Example business cases:
Cost Reduction: Customer Service
- Current: 500 support agents, $50/hour (fully loaded), 10M requests/year
- Cost: 500 × $50 × 2080 hours = $52M/year
- With AI: 80% automation possible, $5M infrastructure needed
- Savings: $41.6M/year - $5M infrastructure = $36.6M/year ROI
- Payback period: <2 months
Revenue Growth: Personalization
- Current: $10M annual revenue, 1M customers
- Churn from lack of personalization: 5%
- With AI personalization: Reduce churn to 2%, +3% upsell
- Revenue impact: $10M × 0.08 = $800k additional revenue
- Infrastructure cost: $2M/year
- Net: -$1.2M (Loss). Don't build this case.

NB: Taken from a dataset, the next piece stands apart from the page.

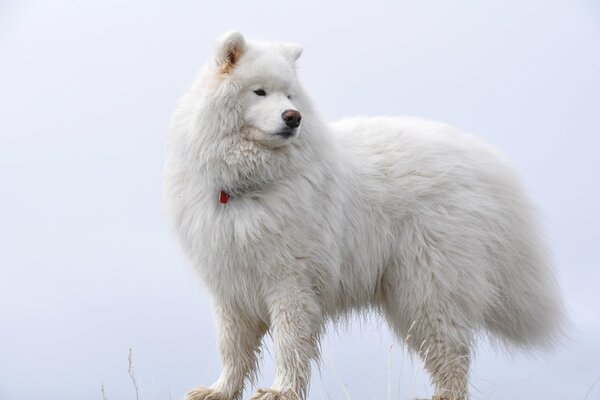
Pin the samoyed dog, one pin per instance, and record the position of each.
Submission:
(293, 222)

Valid business case requires 3-5x ROI or 6-12 month payback.
Vendor Evaluation Framework
Create scorecard for major vendors. Weight categories by organizational priorities.

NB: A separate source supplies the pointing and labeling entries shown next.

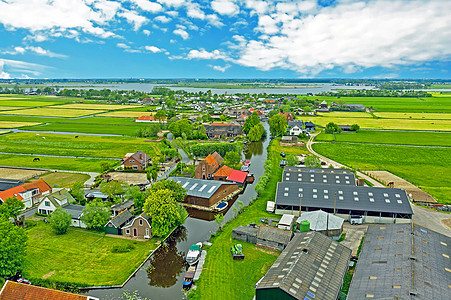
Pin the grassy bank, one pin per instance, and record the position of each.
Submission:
(224, 278)
(427, 168)
(81, 256)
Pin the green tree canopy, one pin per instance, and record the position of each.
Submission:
(162, 207)
(96, 214)
(12, 245)
(60, 220)
(277, 125)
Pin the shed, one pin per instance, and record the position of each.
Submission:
(321, 221)
(245, 234)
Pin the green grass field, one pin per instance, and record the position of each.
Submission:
(81, 256)
(390, 137)
(427, 168)
(83, 146)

| Criteria | Weight | AWS | Lambda | RunPod | CoreWeave |
|---|---|---|---|---|---|
| GPU Availability | 25% | 8 | 7 | 6 | 8 |
| Pricing | 20% | 5 | 7 | 9 | 8 |
| Support Quality | 20% | 8 | 9 | 6 | 7 |
| Ecosystem Integration | 15% | 10 | 5 | 4 | 5 |
| Scalability | 15% | 10 | 7 | 6 | 7 |
| Security/Compliance | 5% | 10 | 7 | 5 | 6 |
Weighted score: AWS 8.1, Lambda 7.1, RunPod 6.2, CoreWeave 7.2
AWS wins on comprehensive features. Lambda and CoreWeave better on single dimensions. Scorecard reveals trade-offs.
GPU Selection Criteria
Matching hardware to workload essential. Wrong choice wastes budget.
For Inference:
- Throughput requirement: tokens/second
- Latency requirement: milliseconds
- Memory requirement: model size in GB
RTX 4090: 50-80 tokens/sec, $0.34/hour. Cost per million tokens: $8.50. A100: 150-200 tokens/sec, $1.39/hour. Cost per million tokens: $8.20. H100: 250-350 tokens/sec, $2.69/hour. Cost per million tokens: $9.60.
Cost-per-token similar across hardware for inference. Choose based on latency needs.
For Training:
- Model size: parameters and batch size
- Data size: GB to process
- Time constraints: absolute deadline
7B model: RTX 4090 sufficient, 10-20 hours training 13B model: 2x A100 recommended, 4-8 hours training 70B model: 8x A100 or 4x H100 minimum, 2-4 hours training
Training math: Need sufficient VRAM for model + gradients + optimizer state. Rough rule: VRAM needed = model_size × 4 for full precision, × 2 for 8-bit, × 1 for 4-bit.
Cost Modeling
Build detailed cost forecast for 3 years. Include hardware, networking, storage, personnel.
Year 1 budgets:
Small deployment (10 GPUs, inference focused):
- Compute: 10 GPUs × $2k/month = $240k/year
- Networking/storage: $50k/year
- Personnel (2 ML engineers): $400k/year
- Total: $690k/year
Medium deployment (100 GPUs, training + inference):
- Compute: 100 GPUs × $2k/month = $2.4M/year
- Networking/storage: $200k/year
- Personnel (6 ML engineers, 2 DevOps): $1.2M/year
- Total: $3.8M/year
Large deployment (1000 GPUs, multiple projects):
- Compute: 1000 GPUs × $1.5k/month = $18M/year
- Networking/storage: $1M/year
- Personnel (20+ ML/ops specialists): $3M/year
- Total: $22M/year
Compute dominates at small scale. Personnel becomes dominant at large scale.
Capacity Planning
Forecast demand growth to avoid undersizing or overprovisioning.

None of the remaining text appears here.